Marcin Tarczyński

Personal information
- National team: Poland
- Born: 10 September 1990 (age 35) Nowy Dwór, Poland
- Height: 1.90 m (6 ft 3 in)
- Weight: 84 kg (185 lb)

Sport
- Sport: Swimming
- Strokes: Freestyle, backstroke
- College team: University of California, Berkeley (USA)
- Coach: Dave Druden (USA)

Medal record
Men's swimming
Representing Poland
European Junior Championships
| Silver medal – second place | 2008 Belgrade | 100 m freestyle |

= Marcin Tarczyński =

Polish swimmer (born 1990)

Marcin Tarczyński (born 10 September 1990 in Nowy Dwór) is a Polish swimmer, who specialized in freestyle and backstroke events. He is a silver medalist at the 2008 European Junior Swimming Championships in Belgrade, Serbia, and later represented Poland at the 2012 Summer Olympics in London. While studying in the United States, Tarczynski also holds a school record and 200 m individual medley title at the 2012 NCAA Men's Swimming and Diving Championships.

Tarczynski reached his first international spotlight at the 2008 European Junior Swimming Championships in Belgrade, Serbia, where he earned a silver medal in the 100 m freestyle (50.11).

In 2010, Tarczynski attended UC Berkeley in Berkeley, California, where he majored in molecular biology, and played for the California Golden Bears swimming and diving team under head coach Dave Durden. His sporting hero Bartosz Kizierowski, an alumnus and a four-time Olympian, also inspired him to come to the United States, prompting Tarczynski's decision to experience college life of balancing academics and sport.

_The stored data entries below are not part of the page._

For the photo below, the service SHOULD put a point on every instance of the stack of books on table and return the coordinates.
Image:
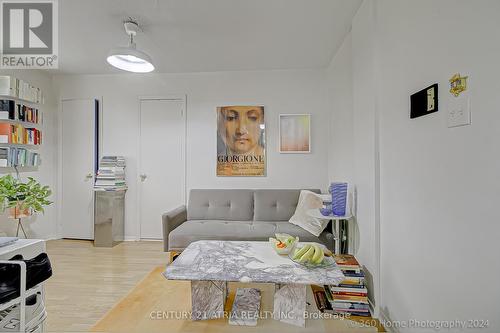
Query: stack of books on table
(351, 295)
(111, 173)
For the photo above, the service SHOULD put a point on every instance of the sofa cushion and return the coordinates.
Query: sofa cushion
(276, 205)
(194, 230)
(220, 204)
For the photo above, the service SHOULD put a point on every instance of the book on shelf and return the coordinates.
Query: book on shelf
(14, 87)
(14, 157)
(10, 110)
(350, 296)
(111, 173)
(18, 134)
(346, 262)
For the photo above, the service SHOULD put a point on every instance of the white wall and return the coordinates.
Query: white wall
(437, 188)
(353, 155)
(440, 187)
(300, 91)
(42, 225)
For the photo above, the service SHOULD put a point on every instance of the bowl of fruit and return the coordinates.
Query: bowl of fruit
(312, 255)
(283, 243)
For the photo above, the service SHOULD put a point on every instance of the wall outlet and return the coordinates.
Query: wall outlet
(459, 111)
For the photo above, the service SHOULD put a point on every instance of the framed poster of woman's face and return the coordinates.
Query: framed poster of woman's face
(295, 133)
(241, 146)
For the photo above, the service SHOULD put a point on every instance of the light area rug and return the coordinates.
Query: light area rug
(157, 305)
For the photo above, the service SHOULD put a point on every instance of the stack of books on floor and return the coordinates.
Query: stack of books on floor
(351, 295)
(111, 173)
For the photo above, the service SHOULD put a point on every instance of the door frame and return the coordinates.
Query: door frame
(59, 186)
(172, 97)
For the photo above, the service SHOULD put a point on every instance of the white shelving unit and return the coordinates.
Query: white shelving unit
(21, 92)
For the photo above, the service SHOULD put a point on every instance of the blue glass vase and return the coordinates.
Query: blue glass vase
(339, 198)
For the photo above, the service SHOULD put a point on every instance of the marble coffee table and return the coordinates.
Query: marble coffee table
(209, 265)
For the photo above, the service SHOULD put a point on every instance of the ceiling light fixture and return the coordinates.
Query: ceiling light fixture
(129, 58)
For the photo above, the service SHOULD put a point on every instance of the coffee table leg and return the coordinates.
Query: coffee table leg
(208, 299)
(290, 304)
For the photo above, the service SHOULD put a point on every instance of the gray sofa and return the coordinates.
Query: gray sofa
(220, 214)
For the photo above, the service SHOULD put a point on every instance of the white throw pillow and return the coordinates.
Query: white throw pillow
(309, 200)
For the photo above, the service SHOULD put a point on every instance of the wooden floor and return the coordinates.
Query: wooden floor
(87, 281)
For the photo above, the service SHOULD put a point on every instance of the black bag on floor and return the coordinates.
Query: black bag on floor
(38, 270)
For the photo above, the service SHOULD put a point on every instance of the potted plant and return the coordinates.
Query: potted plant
(23, 198)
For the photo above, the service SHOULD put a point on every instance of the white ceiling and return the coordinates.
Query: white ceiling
(205, 35)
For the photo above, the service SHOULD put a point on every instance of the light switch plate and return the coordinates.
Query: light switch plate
(459, 111)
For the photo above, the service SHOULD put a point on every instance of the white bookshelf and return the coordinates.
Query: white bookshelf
(22, 92)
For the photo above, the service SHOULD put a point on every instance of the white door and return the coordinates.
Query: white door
(78, 167)
(162, 167)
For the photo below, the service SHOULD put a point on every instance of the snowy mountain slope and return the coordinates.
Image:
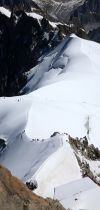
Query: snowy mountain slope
(81, 194)
(63, 98)
(72, 99)
(59, 168)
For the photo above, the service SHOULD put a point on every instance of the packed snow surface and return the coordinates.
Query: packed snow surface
(62, 94)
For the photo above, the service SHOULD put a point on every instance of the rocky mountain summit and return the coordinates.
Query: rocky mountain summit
(14, 195)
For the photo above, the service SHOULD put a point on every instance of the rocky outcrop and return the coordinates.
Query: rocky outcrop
(85, 155)
(23, 40)
(14, 195)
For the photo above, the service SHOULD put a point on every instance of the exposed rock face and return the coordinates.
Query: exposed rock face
(81, 13)
(23, 40)
(85, 155)
(14, 195)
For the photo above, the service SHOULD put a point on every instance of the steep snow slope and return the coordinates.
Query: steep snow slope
(71, 101)
(63, 96)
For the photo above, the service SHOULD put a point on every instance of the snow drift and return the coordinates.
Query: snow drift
(62, 95)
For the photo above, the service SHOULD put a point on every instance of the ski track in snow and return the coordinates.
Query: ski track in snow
(61, 98)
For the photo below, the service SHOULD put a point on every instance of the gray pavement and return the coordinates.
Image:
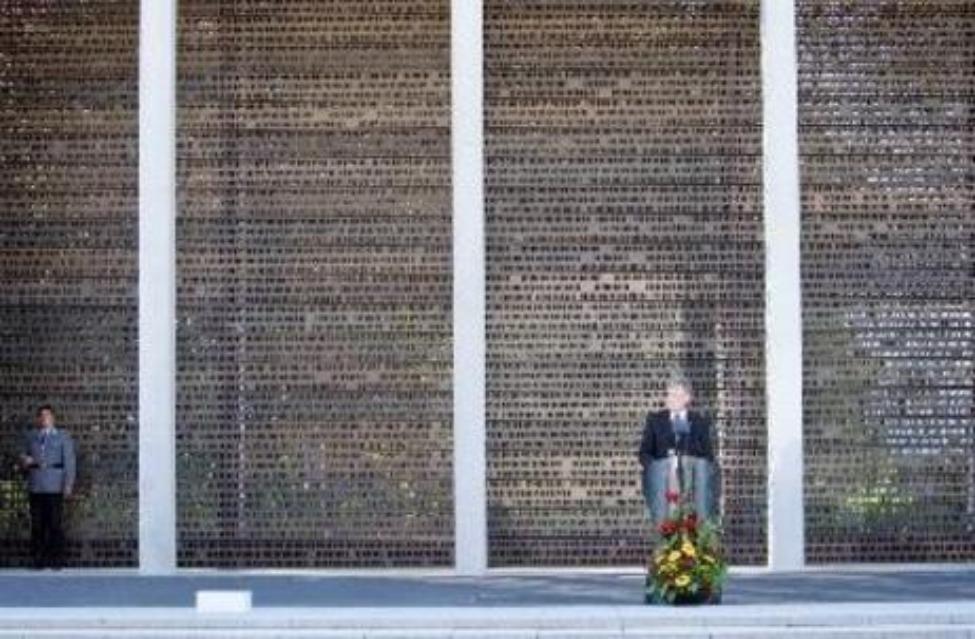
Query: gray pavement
(20, 589)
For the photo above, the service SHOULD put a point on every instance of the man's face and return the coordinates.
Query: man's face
(45, 419)
(677, 398)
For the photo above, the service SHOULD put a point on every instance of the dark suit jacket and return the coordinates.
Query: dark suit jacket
(659, 438)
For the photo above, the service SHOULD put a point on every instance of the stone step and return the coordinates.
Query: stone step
(942, 620)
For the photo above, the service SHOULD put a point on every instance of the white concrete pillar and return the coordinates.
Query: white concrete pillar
(157, 286)
(467, 137)
(783, 286)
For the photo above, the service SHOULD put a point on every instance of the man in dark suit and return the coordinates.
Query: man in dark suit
(676, 429)
(48, 459)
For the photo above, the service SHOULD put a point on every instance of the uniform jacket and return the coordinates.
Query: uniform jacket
(54, 461)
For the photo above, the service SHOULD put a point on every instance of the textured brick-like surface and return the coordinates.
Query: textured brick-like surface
(314, 416)
(624, 230)
(68, 307)
(886, 100)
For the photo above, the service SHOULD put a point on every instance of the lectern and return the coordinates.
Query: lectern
(696, 479)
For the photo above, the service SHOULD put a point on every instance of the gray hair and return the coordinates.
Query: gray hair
(677, 380)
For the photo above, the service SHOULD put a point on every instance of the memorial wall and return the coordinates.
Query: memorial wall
(624, 229)
(68, 262)
(624, 242)
(886, 92)
(314, 262)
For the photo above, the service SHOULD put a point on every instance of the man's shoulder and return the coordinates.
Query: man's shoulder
(658, 415)
(699, 417)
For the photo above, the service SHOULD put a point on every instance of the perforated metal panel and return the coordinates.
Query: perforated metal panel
(886, 101)
(68, 307)
(624, 241)
(314, 416)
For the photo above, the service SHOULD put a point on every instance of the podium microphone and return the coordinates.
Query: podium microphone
(682, 428)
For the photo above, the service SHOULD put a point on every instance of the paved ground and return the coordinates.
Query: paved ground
(80, 589)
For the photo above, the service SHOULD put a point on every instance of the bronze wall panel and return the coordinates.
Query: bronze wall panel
(68, 265)
(314, 352)
(624, 230)
(886, 143)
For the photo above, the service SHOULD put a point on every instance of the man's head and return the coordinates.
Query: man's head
(45, 416)
(679, 394)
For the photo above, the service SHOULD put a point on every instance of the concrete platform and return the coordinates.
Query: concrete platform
(935, 604)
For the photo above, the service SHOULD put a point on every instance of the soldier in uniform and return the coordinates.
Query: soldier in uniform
(48, 461)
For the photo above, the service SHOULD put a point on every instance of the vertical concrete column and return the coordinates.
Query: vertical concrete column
(157, 286)
(783, 286)
(469, 294)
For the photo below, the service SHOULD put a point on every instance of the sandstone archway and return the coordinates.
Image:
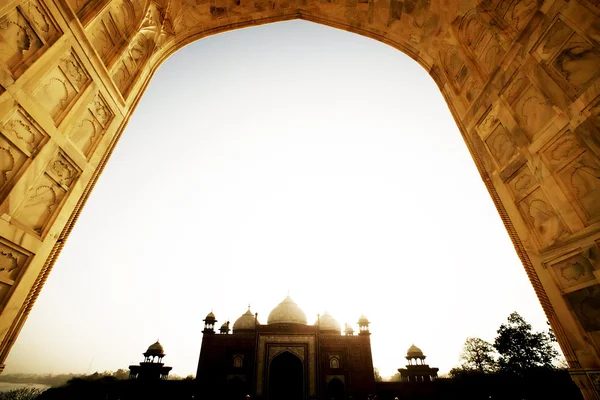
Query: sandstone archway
(521, 78)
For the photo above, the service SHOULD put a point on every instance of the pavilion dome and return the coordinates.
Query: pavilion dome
(414, 351)
(246, 321)
(210, 316)
(287, 312)
(328, 323)
(155, 349)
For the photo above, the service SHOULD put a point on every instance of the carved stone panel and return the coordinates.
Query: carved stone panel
(11, 161)
(586, 305)
(500, 145)
(21, 128)
(581, 178)
(522, 183)
(45, 198)
(541, 217)
(25, 33)
(12, 261)
(62, 86)
(533, 110)
(92, 125)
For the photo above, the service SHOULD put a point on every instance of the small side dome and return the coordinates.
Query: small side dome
(414, 351)
(328, 323)
(287, 312)
(155, 349)
(245, 322)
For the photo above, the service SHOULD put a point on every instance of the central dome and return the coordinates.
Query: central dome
(287, 312)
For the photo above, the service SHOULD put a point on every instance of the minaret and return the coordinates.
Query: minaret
(363, 325)
(224, 330)
(209, 323)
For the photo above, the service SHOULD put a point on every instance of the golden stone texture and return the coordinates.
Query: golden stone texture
(521, 77)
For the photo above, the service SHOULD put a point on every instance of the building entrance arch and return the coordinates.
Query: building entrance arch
(286, 378)
(521, 79)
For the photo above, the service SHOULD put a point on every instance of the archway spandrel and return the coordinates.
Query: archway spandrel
(520, 77)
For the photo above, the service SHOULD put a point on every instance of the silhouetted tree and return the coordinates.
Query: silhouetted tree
(24, 393)
(478, 355)
(520, 349)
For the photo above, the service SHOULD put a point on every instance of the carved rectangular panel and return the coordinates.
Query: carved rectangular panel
(13, 259)
(62, 86)
(12, 159)
(20, 139)
(22, 130)
(45, 198)
(586, 305)
(500, 145)
(522, 183)
(581, 178)
(541, 217)
(576, 270)
(25, 33)
(533, 110)
(91, 126)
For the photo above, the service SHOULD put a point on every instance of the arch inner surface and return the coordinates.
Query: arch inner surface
(521, 78)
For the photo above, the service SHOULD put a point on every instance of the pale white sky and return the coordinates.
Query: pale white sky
(290, 156)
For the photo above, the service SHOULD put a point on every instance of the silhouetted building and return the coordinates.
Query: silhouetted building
(417, 370)
(152, 368)
(286, 359)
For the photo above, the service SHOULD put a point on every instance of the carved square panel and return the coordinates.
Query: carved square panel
(25, 33)
(41, 205)
(501, 145)
(522, 183)
(533, 110)
(577, 269)
(582, 180)
(11, 161)
(45, 198)
(41, 20)
(86, 133)
(57, 94)
(541, 216)
(554, 39)
(562, 150)
(12, 261)
(72, 68)
(578, 62)
(24, 132)
(586, 305)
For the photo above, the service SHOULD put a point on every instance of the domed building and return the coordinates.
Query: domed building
(152, 368)
(285, 359)
(417, 370)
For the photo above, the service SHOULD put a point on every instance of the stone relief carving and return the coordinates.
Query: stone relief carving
(577, 269)
(541, 217)
(11, 162)
(586, 305)
(24, 132)
(501, 145)
(533, 110)
(45, 198)
(12, 261)
(25, 33)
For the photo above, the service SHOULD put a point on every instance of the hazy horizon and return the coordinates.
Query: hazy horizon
(289, 156)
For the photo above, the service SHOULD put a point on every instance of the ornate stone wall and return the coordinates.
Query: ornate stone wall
(521, 78)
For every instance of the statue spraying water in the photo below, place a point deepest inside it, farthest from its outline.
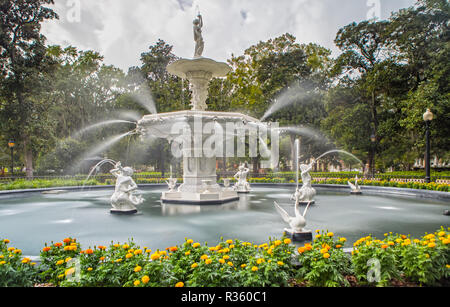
(124, 199)
(199, 43)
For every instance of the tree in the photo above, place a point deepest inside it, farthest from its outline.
(22, 63)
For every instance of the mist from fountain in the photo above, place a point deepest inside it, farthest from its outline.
(297, 93)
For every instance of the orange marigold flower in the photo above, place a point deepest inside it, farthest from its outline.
(145, 279)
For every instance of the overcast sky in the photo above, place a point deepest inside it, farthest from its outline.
(121, 30)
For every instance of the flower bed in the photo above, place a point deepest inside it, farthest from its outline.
(234, 263)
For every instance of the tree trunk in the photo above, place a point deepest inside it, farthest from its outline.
(28, 154)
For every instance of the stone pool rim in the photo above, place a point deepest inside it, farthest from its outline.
(368, 190)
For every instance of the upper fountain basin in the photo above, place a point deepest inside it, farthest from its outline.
(181, 67)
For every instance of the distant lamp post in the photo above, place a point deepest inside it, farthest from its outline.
(427, 117)
(373, 139)
(11, 145)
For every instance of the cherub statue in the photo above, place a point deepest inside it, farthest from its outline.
(171, 183)
(124, 199)
(199, 44)
(306, 193)
(242, 185)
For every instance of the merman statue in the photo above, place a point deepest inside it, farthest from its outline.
(242, 186)
(306, 193)
(124, 198)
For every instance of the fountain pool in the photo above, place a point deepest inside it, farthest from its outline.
(31, 219)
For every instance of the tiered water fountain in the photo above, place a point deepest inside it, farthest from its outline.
(187, 129)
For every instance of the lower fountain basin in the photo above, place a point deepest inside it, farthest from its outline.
(31, 219)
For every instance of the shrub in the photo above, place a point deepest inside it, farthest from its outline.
(324, 263)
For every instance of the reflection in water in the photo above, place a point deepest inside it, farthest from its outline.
(185, 209)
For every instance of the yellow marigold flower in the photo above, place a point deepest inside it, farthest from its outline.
(69, 271)
(155, 256)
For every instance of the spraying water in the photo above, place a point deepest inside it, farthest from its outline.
(101, 147)
(97, 167)
(100, 124)
(290, 95)
(340, 151)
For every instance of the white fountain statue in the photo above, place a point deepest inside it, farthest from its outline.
(355, 188)
(242, 185)
(124, 198)
(297, 223)
(199, 184)
(306, 193)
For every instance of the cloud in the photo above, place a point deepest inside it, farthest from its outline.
(122, 30)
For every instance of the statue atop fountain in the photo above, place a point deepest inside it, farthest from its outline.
(242, 186)
(199, 43)
(124, 198)
(355, 188)
(306, 193)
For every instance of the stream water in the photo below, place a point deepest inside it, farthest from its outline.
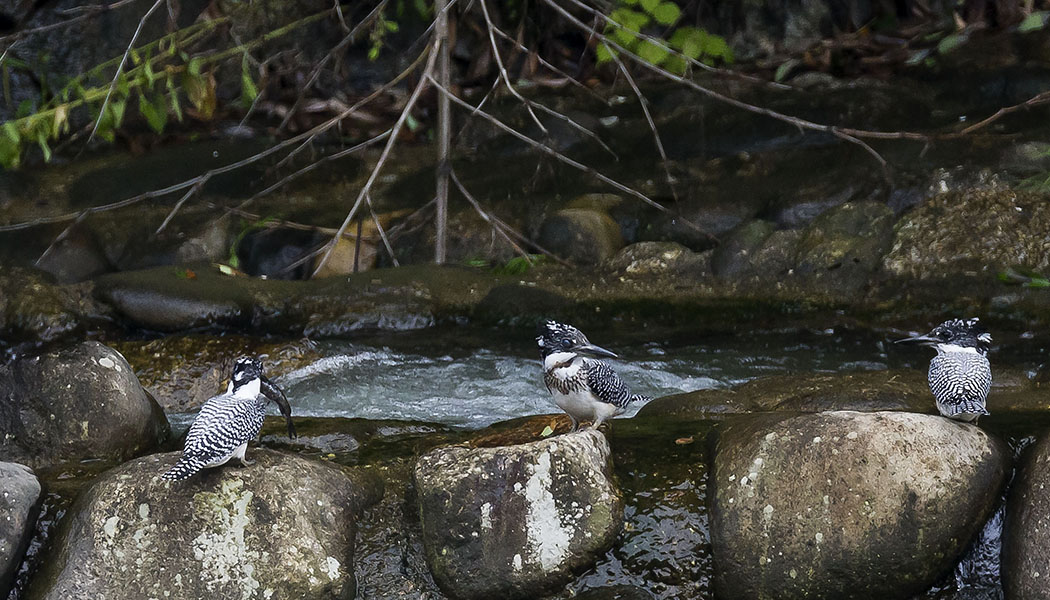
(475, 383)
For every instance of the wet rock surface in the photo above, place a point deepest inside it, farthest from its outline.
(183, 371)
(847, 504)
(76, 404)
(867, 391)
(19, 498)
(228, 532)
(513, 521)
(937, 240)
(582, 235)
(1026, 546)
(33, 308)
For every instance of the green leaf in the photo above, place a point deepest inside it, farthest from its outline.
(42, 142)
(676, 64)
(1033, 22)
(784, 69)
(155, 118)
(604, 53)
(24, 108)
(666, 13)
(651, 53)
(951, 42)
(248, 89)
(649, 5)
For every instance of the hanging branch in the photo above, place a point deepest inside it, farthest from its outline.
(427, 70)
(120, 69)
(572, 163)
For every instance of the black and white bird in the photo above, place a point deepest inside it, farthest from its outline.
(228, 421)
(585, 388)
(960, 375)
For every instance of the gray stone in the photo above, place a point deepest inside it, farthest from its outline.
(518, 520)
(940, 238)
(843, 247)
(76, 404)
(581, 235)
(735, 254)
(847, 504)
(658, 257)
(19, 500)
(282, 528)
(1026, 543)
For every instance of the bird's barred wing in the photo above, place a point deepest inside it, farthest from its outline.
(223, 425)
(963, 379)
(606, 385)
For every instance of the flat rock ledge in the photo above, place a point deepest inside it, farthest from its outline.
(80, 402)
(516, 521)
(19, 500)
(282, 528)
(1026, 544)
(847, 504)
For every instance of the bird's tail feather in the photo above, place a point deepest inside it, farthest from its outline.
(185, 468)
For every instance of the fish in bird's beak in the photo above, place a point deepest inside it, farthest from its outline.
(273, 392)
(923, 339)
(594, 350)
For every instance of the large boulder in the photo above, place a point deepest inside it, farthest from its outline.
(1026, 544)
(513, 521)
(940, 238)
(19, 500)
(847, 504)
(282, 528)
(581, 234)
(80, 402)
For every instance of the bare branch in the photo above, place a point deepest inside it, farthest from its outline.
(120, 69)
(574, 164)
(801, 123)
(428, 69)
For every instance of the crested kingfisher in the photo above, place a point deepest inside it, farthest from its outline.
(960, 375)
(228, 421)
(585, 388)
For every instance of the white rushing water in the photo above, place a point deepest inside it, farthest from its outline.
(464, 387)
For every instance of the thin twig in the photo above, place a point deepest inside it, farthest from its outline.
(1042, 98)
(320, 65)
(503, 71)
(801, 123)
(120, 69)
(574, 164)
(428, 69)
(382, 234)
(644, 103)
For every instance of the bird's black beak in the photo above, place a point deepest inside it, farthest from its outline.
(594, 350)
(923, 339)
(273, 392)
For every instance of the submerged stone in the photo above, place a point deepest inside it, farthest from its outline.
(1026, 544)
(282, 528)
(520, 520)
(77, 404)
(19, 499)
(847, 504)
(937, 240)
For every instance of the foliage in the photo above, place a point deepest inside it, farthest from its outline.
(521, 265)
(630, 20)
(162, 79)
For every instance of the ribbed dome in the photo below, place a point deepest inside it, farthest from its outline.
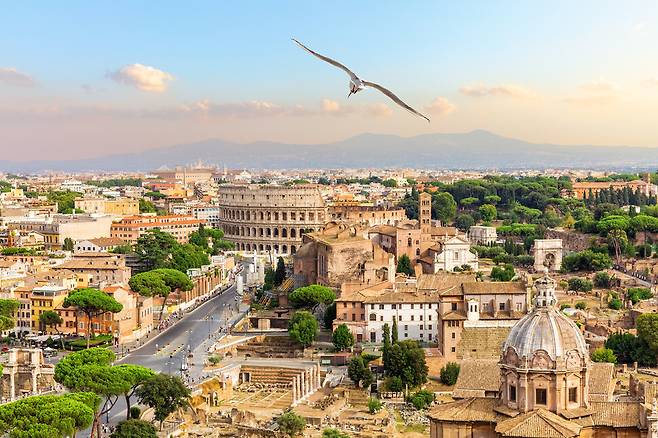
(546, 331)
(549, 330)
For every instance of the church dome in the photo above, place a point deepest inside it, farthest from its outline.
(545, 338)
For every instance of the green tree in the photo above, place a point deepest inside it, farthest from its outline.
(8, 308)
(311, 296)
(394, 332)
(488, 212)
(374, 405)
(580, 284)
(449, 373)
(359, 372)
(407, 361)
(146, 206)
(342, 337)
(134, 376)
(647, 330)
(604, 355)
(48, 416)
(280, 272)
(51, 319)
(291, 424)
(160, 282)
(386, 347)
(464, 221)
(93, 303)
(134, 429)
(329, 315)
(422, 399)
(303, 328)
(404, 266)
(68, 244)
(505, 273)
(165, 394)
(333, 433)
(602, 279)
(444, 207)
(91, 371)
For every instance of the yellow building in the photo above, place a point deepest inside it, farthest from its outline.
(45, 298)
(115, 207)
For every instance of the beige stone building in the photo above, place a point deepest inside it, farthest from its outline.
(56, 228)
(113, 207)
(132, 228)
(369, 215)
(259, 217)
(547, 387)
(340, 253)
(103, 268)
(463, 317)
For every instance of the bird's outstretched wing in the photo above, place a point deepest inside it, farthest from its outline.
(394, 98)
(329, 60)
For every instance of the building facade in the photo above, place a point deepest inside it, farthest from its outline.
(258, 217)
(133, 227)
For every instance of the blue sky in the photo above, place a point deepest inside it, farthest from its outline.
(563, 72)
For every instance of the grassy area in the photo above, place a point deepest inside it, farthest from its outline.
(409, 428)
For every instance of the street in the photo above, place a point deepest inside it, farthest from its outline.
(167, 351)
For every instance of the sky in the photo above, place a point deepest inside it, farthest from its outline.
(82, 79)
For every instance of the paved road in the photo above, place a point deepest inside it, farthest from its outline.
(195, 331)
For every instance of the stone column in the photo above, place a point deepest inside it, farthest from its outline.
(294, 390)
(12, 386)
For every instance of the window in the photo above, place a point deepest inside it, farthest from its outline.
(540, 396)
(573, 395)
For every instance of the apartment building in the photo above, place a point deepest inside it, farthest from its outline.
(179, 226)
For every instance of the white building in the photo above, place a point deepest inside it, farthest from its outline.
(482, 235)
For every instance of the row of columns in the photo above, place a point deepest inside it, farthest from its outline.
(305, 383)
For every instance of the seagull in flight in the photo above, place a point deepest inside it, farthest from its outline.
(357, 84)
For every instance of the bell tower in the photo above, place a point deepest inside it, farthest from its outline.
(425, 214)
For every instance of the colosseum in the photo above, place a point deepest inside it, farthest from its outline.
(260, 217)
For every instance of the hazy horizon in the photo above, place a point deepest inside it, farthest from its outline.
(95, 79)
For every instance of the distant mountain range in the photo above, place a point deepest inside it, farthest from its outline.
(472, 150)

While currently swimming for the Golden Bears, Tarczynski posted a time of 1:41.97, the eleventh fastest of all-time, to claim a 200 m individual medley title at the 2012 NCAA Men's Swimming and Diving Championships in Federal Way, Washington.

Tarczynski also competed in the 100 m backstroke at the 2012 Summer Olympics in London. He cleared both a national record and a FINA A-cut of 54.12 from the Polish Long Course Championships in Olsztyn. He challenged seven other swimmers in heat five, including France's top favorite Camille Lacourt and Russia's Arkady Vyatchanin, bronze medalist in Beijing four years earlier. Tarczysnki saved a seventh spot over Lacourt's teammate Benjamin Stasiulis by three-tenths of a second (0.30), in a time of 55.06. Tarczysnki failed to advance into the semifinals, as he placed twenty-seventh overall on the second day of prelims.